According to the Federal Reserve Bank of New York report, household debt has returned to its previous peak level. Since the recession’s end, consumer installment loans have grown faster than real-estate secured debt and has been shown to be rising faster than household income as well. At the same time however, transition rates into serious delinquency are higher on consumer installment loan types than on real-estate secured loans.

The Household Debt and Credit report, released on a quarterly basis by the Federal Reserve Bank of New York, reported that the total outstanding amount of household debt reached $12.73 trillion in the first quarter of 2017, 1.2 percent above its level in the fourth quarter of 2016, $12.58 trillion, and 3.9 percent above its level from one year ago. The total amount of outstanding household debt has now surpassed its previous peak reached in the third quarter of 2008, $12.68 trillion.

However, as the chart above illustrates, the recovery in household debt overall, reflects a surge in consumer installment loans, which account for 29 percent of total household debt. Meanwhile, the total outstanding amount of mortgages and HELOCs, which represents 71 percent of total household debt, continues to lag. The figure above measures the outstanding amount of each loan category and compares each quarter relative to it’s outstanding amount in the third quarter of 2008, the quarter when household debt overall reach its last peak.

A similar exercise is applied to the components of consumer installment debt, student loans, auto loans, credit cards and other consumer installment debt. According to the data dictionary, the “Other” category includes Consumer Finance (sales financing, personal loans) and Retail (clothing, grocery, department stores, home furnishings, gas etc.) loans. As the figure above shows, the growth in consumer installment debt since the recession reflects an expansion in both student loans and auto loans. Although the trend in auto debt outstanding since the recession was cyclical, the growth in student loans continued, unabated by the last recession.

The rapid growth in consumer installment debt motivates questions about loan quality. Additional information provided by the release indicates that loan quality on consumer installment loan products is worse when compared to real-estate secured loans. However, outright concern for the loan quality of some consumer installment products may not be warranted yet.

The figure above documents the trend in percent of outstanding loans that have transitioned into serious delinquency, 90 or more days past due or at least three consecutive missed payments, by loan type. While most loan products exhibited cyclical features around the most recession, rising during the recession and falling in the afterword, the serious delinquency transition rate on student loan debt fell in the early stages of the recession but rose in the latter quarters and through first few years of the recovery.

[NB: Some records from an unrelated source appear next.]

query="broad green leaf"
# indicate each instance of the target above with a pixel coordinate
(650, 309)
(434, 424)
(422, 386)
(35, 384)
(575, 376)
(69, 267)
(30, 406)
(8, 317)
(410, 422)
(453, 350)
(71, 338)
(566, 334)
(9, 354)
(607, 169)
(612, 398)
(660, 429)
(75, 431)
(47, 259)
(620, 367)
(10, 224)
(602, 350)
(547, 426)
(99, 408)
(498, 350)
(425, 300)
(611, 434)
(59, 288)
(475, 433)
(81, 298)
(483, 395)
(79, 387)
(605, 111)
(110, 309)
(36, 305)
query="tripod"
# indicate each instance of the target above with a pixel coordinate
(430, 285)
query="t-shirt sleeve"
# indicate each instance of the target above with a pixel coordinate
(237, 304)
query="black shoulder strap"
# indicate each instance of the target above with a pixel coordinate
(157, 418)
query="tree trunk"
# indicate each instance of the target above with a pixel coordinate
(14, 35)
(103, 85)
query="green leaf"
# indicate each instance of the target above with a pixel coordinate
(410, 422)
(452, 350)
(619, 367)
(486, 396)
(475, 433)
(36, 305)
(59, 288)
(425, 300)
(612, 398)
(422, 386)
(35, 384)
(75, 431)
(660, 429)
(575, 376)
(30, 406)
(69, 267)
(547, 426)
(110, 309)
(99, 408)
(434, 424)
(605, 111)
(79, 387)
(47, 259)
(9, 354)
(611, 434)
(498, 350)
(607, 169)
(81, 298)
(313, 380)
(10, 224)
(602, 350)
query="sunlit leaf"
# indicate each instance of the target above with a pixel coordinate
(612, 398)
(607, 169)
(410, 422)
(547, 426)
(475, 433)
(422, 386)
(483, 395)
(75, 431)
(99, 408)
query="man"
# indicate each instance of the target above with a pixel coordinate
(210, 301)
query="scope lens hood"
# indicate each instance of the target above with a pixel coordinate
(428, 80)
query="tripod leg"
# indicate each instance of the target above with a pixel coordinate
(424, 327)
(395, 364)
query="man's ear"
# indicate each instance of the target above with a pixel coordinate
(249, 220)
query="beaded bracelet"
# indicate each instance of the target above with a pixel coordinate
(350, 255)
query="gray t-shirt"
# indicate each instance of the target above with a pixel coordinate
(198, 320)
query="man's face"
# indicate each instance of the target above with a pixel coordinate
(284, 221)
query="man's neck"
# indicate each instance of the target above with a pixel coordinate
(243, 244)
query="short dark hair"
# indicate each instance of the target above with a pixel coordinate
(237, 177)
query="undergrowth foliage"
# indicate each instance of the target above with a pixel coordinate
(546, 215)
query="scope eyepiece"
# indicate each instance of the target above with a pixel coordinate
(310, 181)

Currently, consumer installment loans have the highest serious delinquency transition rate. Although the serious delinquency rate on student loans is not rising, it remains at elevated levels. The serious delinquency transition rate for credit cards has been increasing in recent quarters but remains below rates in its, short, history. Auto loans have exhibited a continuous increase in its serious delinquency transition rate since 2014 and its current rate, 2.3 percent, is above its 2003 level of 2.2 percent, but it is also below its peak level of 3.5 percent.